Abu Dhabi shares rose ahead of Etisalat opening up to foreign investors, but the Dubai measure dropped as concerns over slowing global economic growth and a possible increase in US interest rates this week weighed on investor sentiment.
The Abu Dhabi Securities Market General Index increased 0.32 per cent, led by gains in Etisalat the country’s biggest telecoms company.
Foreign investors will be able to buy the stock from Tuesday.
The Dubai Financial Market General Index slid 1.5 per cent, led by a decline in shares of Emaar Properties. A lifting of US interest rates after more than five years of easy monetary policy may accelerate the sell-off in riskier assets such as emerging market stocks.

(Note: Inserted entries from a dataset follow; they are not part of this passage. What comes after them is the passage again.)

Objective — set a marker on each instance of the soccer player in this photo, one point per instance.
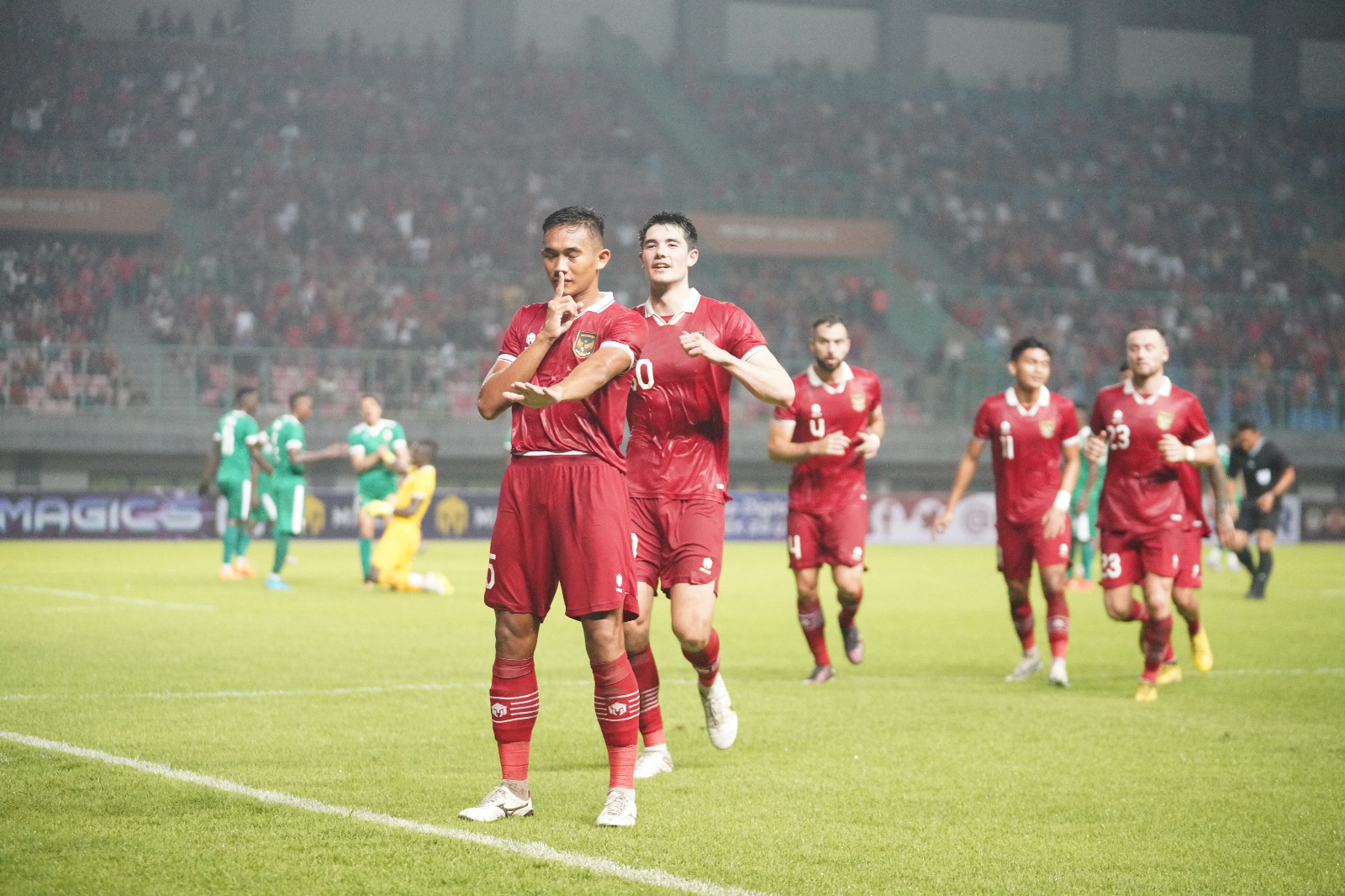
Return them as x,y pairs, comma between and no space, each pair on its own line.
1029,430
233,463
288,479
1084,506
392,560
1188,579
1147,425
831,428
1266,477
678,468
565,369
377,454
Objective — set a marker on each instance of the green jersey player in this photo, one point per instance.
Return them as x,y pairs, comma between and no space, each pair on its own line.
377,452
235,461
288,479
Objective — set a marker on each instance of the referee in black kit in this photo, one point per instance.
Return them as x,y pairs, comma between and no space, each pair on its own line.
1266,477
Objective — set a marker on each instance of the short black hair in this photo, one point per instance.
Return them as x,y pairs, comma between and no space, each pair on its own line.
1024,345
575,217
674,219
829,320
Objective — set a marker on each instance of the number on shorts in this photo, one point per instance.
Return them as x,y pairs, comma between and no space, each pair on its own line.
645,373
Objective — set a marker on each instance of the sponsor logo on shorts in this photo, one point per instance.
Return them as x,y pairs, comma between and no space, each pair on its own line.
584,345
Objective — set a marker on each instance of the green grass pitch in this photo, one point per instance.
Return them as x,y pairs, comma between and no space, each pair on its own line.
920,771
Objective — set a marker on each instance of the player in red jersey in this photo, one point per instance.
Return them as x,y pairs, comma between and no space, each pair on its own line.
1029,430
831,428
564,514
678,474
1147,427
1188,577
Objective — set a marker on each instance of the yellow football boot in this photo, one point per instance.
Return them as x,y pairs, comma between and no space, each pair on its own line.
1169,674
1200,653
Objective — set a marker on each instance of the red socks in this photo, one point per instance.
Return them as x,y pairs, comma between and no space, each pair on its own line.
514,705
810,618
849,609
705,662
1058,623
1024,623
1153,638
616,700
647,677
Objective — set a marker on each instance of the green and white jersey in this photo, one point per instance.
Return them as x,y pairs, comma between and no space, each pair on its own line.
235,432
288,434
378,481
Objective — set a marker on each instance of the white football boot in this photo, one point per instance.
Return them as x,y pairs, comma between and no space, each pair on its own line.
619,809
721,723
499,804
1029,663
654,761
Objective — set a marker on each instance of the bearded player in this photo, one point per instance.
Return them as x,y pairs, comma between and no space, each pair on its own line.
833,425
1149,427
1029,430
678,475
564,517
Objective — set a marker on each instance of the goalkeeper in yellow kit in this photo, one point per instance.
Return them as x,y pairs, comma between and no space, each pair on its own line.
392,561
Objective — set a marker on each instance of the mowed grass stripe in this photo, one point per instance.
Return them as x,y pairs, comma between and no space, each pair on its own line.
596,864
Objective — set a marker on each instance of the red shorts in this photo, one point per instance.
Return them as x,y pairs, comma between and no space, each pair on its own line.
1188,576
678,540
1020,546
562,519
836,537
1127,559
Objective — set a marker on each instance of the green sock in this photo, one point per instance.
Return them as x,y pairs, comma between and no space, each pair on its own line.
282,549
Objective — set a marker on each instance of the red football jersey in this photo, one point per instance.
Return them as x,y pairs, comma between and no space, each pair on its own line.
1141,492
1192,494
1026,450
596,424
826,482
679,405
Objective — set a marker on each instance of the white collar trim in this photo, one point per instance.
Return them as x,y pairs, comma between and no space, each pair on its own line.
1165,389
1042,401
686,309
815,381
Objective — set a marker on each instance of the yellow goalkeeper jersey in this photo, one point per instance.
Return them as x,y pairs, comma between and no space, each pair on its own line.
419,483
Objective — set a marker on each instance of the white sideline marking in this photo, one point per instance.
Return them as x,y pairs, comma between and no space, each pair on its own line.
596,864
112,599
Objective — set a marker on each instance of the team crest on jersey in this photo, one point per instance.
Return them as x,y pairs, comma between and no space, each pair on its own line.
584,345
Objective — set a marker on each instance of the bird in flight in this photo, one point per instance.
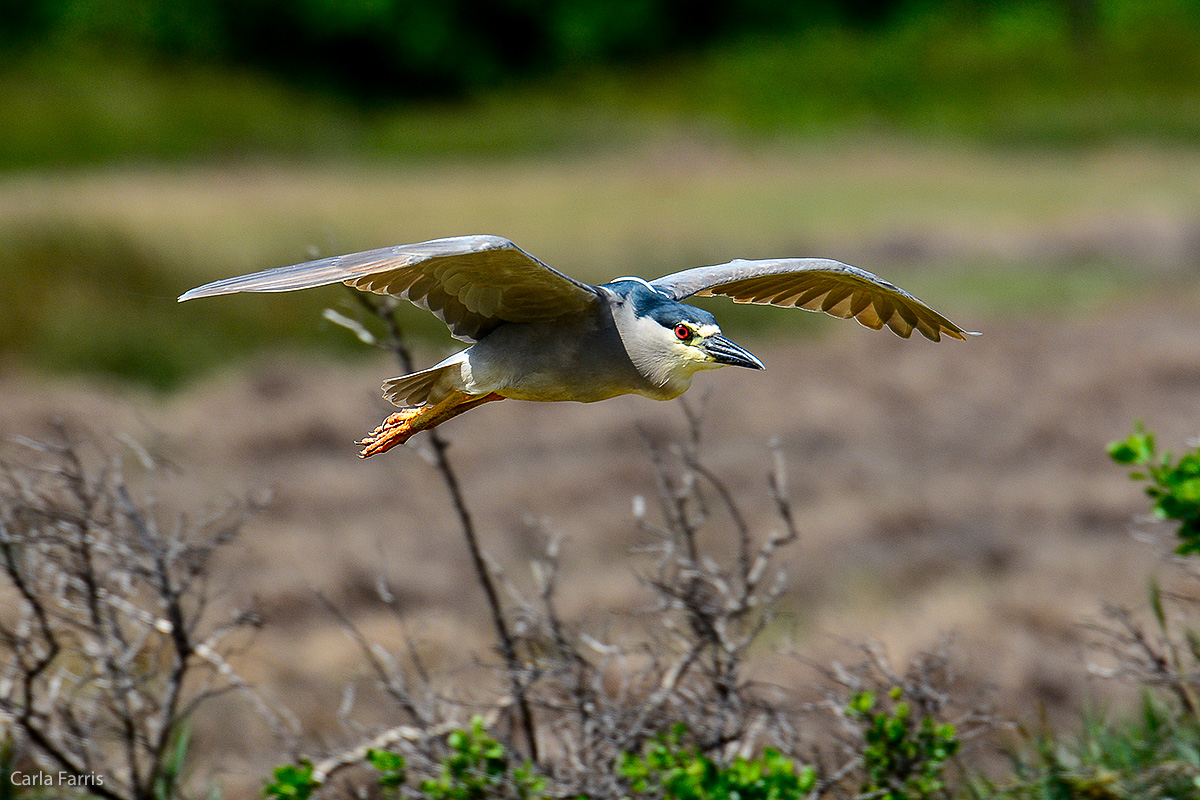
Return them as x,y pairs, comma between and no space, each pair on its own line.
540,335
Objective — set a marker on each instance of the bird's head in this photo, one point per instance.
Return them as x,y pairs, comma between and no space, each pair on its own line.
671,341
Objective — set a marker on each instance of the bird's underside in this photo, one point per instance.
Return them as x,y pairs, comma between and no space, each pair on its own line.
479,284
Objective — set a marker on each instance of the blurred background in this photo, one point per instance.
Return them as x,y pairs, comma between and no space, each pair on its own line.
1030,168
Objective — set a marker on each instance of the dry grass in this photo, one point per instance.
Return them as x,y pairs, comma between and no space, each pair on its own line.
953,487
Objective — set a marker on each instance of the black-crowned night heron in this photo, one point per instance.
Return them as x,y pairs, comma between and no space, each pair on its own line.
540,335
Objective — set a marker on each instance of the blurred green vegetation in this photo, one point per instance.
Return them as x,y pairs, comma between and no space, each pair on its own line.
85,82
505,118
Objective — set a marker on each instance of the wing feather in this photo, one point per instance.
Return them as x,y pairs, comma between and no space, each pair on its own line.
814,284
472,283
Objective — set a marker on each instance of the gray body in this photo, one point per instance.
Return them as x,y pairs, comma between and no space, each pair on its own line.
540,335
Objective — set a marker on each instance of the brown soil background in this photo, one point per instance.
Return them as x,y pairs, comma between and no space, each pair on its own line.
957,488
954,488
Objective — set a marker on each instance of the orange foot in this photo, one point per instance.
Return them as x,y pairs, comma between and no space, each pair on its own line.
401,426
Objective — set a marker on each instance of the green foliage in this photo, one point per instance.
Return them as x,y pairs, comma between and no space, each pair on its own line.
1156,755
903,758
671,770
1174,486
478,768
391,769
292,782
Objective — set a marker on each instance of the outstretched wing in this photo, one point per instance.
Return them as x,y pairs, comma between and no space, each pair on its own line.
814,284
472,283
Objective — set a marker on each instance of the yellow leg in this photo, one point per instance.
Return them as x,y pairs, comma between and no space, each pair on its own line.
401,426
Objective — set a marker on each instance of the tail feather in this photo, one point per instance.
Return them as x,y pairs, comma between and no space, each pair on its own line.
414,389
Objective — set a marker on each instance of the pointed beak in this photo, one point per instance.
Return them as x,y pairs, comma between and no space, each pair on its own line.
721,350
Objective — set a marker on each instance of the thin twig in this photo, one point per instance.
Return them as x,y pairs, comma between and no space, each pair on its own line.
395,342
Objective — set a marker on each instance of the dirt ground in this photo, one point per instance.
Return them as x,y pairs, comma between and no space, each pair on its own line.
954,488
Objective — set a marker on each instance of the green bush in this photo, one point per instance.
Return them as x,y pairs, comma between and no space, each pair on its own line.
671,770
903,757
1174,486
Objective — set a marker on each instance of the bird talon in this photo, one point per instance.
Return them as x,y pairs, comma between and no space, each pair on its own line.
396,429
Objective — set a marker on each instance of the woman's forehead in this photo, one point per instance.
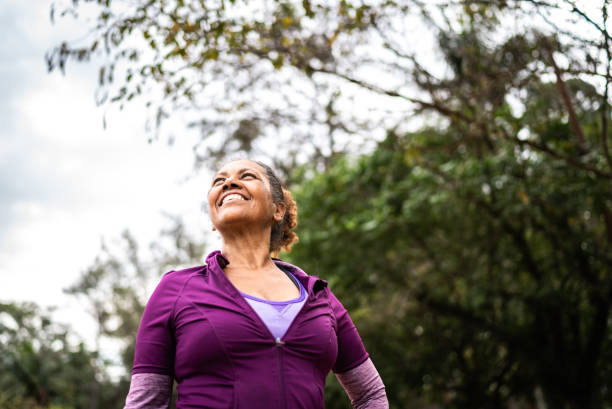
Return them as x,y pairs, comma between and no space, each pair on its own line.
239,165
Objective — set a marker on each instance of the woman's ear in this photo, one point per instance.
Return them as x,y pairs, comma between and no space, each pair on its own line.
279,211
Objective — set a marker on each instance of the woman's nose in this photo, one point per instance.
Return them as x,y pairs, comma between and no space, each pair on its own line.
229,183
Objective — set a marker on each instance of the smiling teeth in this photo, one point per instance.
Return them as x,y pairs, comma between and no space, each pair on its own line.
233,196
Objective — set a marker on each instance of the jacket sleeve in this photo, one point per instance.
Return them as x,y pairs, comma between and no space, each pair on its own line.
154,352
149,391
364,387
351,351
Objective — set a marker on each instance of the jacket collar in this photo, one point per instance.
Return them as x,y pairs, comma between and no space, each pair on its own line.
216,261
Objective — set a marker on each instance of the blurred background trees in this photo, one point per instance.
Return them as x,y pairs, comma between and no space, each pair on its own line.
456,197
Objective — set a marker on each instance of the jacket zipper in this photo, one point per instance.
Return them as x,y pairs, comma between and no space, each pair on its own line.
281,379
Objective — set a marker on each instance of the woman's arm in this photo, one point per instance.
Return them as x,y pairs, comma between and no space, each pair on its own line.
149,391
364,386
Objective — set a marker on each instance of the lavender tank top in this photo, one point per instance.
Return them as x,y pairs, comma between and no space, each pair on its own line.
278,315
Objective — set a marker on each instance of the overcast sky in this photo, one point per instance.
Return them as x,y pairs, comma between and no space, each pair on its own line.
65,182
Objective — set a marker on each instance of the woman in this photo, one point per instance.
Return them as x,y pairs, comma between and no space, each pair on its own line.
247,330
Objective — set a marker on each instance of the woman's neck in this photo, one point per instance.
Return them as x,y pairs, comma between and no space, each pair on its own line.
247,251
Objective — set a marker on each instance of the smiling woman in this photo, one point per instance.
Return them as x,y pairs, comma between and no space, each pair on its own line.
248,330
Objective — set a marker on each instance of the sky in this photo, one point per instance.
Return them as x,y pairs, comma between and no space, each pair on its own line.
65,181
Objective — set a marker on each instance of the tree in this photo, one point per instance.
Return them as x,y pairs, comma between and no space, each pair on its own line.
116,287
39,365
481,224
323,78
478,278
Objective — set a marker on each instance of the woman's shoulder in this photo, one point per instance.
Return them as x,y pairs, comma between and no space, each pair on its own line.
173,281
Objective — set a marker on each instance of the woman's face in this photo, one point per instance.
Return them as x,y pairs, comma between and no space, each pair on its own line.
240,194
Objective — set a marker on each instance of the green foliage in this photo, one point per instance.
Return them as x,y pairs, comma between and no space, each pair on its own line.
475,278
41,368
473,253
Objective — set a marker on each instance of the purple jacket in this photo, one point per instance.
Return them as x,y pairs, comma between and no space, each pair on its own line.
199,329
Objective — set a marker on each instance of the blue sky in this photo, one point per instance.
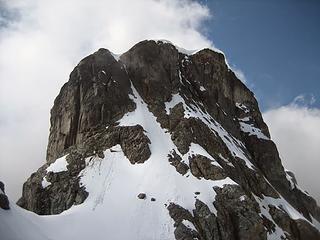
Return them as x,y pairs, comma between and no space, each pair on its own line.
275,43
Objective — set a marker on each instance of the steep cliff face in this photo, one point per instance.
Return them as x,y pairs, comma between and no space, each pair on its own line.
177,129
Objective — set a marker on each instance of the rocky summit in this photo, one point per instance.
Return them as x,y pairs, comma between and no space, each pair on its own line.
160,143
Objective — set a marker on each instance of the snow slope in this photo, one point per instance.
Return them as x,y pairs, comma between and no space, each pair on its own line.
113,210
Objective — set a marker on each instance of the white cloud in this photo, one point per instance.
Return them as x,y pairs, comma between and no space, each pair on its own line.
239,73
295,129
39,50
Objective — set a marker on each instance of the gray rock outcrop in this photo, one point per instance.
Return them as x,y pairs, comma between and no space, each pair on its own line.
215,110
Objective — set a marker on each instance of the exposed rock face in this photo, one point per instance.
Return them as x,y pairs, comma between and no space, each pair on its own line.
4,201
217,132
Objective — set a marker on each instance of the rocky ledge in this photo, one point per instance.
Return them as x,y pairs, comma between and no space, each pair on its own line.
217,134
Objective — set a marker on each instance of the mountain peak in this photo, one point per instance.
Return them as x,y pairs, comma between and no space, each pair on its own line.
180,129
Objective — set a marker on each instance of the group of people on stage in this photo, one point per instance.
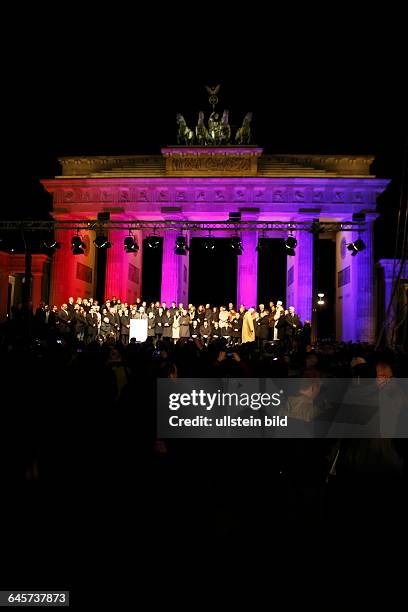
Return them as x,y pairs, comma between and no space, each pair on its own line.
86,320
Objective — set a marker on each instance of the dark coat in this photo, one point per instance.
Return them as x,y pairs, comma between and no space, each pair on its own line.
184,326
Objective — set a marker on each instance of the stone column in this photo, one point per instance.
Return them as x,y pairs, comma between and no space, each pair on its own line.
174,285
247,273
304,255
299,281
363,287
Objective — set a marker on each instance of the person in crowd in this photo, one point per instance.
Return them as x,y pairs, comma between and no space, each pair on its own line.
200,314
262,328
236,329
65,319
248,329
184,324
215,331
80,324
159,321
292,329
106,327
91,325
205,332
194,329
151,324
223,317
70,306
208,313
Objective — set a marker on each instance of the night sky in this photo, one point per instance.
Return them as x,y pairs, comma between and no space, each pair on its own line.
112,84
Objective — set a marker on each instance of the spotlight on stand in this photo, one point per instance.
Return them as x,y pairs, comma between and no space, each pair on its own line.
356,246
181,247
236,245
102,242
77,245
290,245
130,245
153,242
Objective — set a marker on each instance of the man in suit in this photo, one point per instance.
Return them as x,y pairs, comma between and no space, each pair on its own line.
236,328
293,326
91,325
124,326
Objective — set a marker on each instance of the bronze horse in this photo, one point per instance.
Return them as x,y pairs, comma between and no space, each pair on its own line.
185,135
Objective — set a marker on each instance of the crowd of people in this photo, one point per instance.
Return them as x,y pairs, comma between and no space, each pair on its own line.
83,419
84,319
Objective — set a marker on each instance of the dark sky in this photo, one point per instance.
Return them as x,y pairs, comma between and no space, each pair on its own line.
112,84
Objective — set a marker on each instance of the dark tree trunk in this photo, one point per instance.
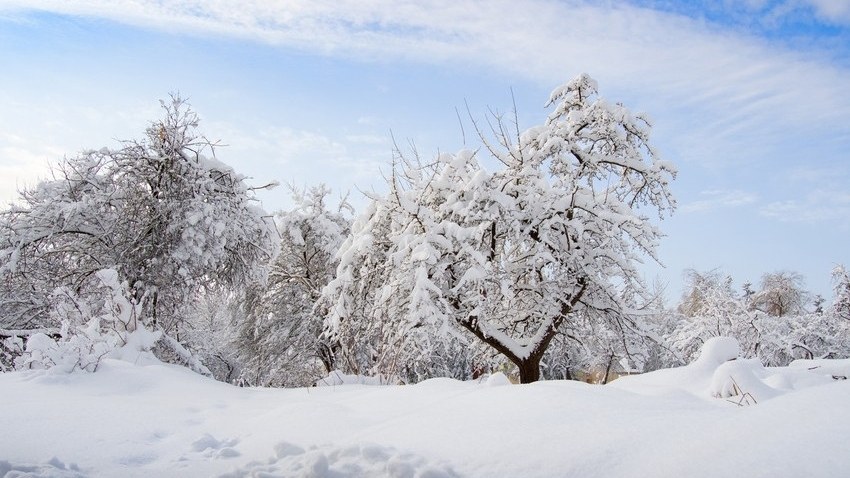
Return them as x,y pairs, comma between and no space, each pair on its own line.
529,370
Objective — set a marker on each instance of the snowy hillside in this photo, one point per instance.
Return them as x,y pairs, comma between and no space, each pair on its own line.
162,420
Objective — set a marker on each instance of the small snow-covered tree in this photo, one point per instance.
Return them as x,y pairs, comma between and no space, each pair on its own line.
280,339
782,293
840,308
504,257
162,212
710,308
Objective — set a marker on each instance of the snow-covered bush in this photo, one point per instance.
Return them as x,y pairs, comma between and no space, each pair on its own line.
162,212
504,258
279,340
92,327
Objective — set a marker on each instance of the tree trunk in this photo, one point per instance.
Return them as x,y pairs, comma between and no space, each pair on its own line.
529,369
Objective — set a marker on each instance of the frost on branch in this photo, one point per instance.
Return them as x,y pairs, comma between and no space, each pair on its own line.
280,340
162,212
458,254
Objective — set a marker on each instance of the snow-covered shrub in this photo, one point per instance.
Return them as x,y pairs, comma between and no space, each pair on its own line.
279,341
106,322
163,212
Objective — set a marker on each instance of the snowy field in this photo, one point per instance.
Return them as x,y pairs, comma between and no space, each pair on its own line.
710,419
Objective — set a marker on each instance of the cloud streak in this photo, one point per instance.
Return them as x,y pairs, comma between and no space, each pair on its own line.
741,86
719,199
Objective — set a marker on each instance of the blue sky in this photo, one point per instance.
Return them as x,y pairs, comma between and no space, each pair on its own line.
750,99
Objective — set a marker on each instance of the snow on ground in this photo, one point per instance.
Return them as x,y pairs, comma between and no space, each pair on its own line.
160,420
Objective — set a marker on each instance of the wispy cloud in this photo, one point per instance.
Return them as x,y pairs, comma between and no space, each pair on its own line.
719,199
744,90
819,206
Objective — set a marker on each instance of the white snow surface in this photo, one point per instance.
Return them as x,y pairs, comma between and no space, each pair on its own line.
152,419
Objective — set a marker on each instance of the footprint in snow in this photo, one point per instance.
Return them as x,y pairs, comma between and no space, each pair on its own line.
363,460
211,447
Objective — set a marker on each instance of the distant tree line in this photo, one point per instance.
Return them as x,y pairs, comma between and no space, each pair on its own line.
528,266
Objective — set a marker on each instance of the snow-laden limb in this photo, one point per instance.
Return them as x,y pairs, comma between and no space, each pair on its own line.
279,342
163,212
508,256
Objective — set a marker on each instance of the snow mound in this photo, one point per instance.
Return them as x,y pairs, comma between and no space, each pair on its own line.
364,460
54,468
337,378
498,379
720,373
717,350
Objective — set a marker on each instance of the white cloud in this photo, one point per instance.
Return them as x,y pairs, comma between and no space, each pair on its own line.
818,206
718,199
835,11
743,90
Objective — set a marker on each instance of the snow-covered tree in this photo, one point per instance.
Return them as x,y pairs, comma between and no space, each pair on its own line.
504,257
710,308
162,212
782,293
841,288
280,339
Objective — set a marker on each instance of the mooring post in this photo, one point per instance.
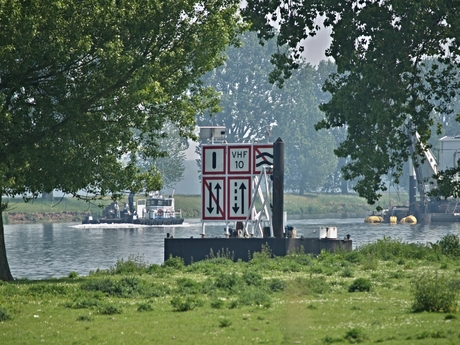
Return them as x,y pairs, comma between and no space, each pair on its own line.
278,188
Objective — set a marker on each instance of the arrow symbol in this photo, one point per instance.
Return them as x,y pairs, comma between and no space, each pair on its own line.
242,189
236,208
217,188
214,160
210,208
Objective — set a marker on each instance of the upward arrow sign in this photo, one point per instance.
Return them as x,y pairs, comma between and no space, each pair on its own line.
215,198
236,208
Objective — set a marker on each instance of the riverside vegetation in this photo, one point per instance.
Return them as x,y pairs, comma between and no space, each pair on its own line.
69,209
388,292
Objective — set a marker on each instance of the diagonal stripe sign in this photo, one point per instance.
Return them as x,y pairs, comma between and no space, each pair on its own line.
263,156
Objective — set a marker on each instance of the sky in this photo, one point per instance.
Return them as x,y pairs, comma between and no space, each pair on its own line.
314,53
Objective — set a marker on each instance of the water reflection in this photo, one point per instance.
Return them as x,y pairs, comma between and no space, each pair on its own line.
37,251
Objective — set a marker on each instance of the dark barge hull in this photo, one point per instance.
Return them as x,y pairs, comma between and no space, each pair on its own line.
196,249
152,222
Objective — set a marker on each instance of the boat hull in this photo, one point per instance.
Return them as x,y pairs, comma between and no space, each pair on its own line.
152,222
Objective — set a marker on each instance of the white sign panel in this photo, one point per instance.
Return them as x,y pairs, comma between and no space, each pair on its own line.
239,197
262,156
213,196
239,159
213,159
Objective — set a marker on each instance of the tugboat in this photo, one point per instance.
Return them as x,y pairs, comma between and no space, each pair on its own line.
154,210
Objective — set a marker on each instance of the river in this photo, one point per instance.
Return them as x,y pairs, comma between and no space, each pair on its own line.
40,251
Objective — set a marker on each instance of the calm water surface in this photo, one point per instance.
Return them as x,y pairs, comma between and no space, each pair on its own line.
39,251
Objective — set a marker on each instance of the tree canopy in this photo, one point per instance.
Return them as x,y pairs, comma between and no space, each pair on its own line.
250,104
83,83
384,90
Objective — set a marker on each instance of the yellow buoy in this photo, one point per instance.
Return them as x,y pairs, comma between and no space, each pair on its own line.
409,220
373,219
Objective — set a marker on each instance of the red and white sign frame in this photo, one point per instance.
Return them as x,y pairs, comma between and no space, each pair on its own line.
213,190
239,192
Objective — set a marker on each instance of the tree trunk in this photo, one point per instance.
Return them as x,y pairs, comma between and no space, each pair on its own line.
5,273
344,186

Meanwhile, the economic slowdown in China may extend to developed markets, analysts say.
“Etisalat opening up to foreign investors has definitely attracted more interest,” said Sachin Mohindra, a portfolio manager at the Abu Dhabi-based asset manager Invest AD.
“Whether it is new money or old money being churned, it will be interesting to watch. If it is incremental new money, it will be positive for the market. But overall, it has improved sentiment. And in the future, in November, all the index providers will possibly include it in their benchmark rebalancing. So we are likely to see passive inflows.”
Mr Mohindra estimated that there may be $500 million of indexed investment into Etisalat following any rebalancing by major index providers such as MSCI.
Etisalat, which has the second-biggest weighting on Abu Dhabi’s benchmark index, has been gaining after the company’s board of directors this month approved a plan to allow non-Emirati investors to own shares in the company. The stock closed 1.4 per cent higher to Dh14.75 a share on Sunday.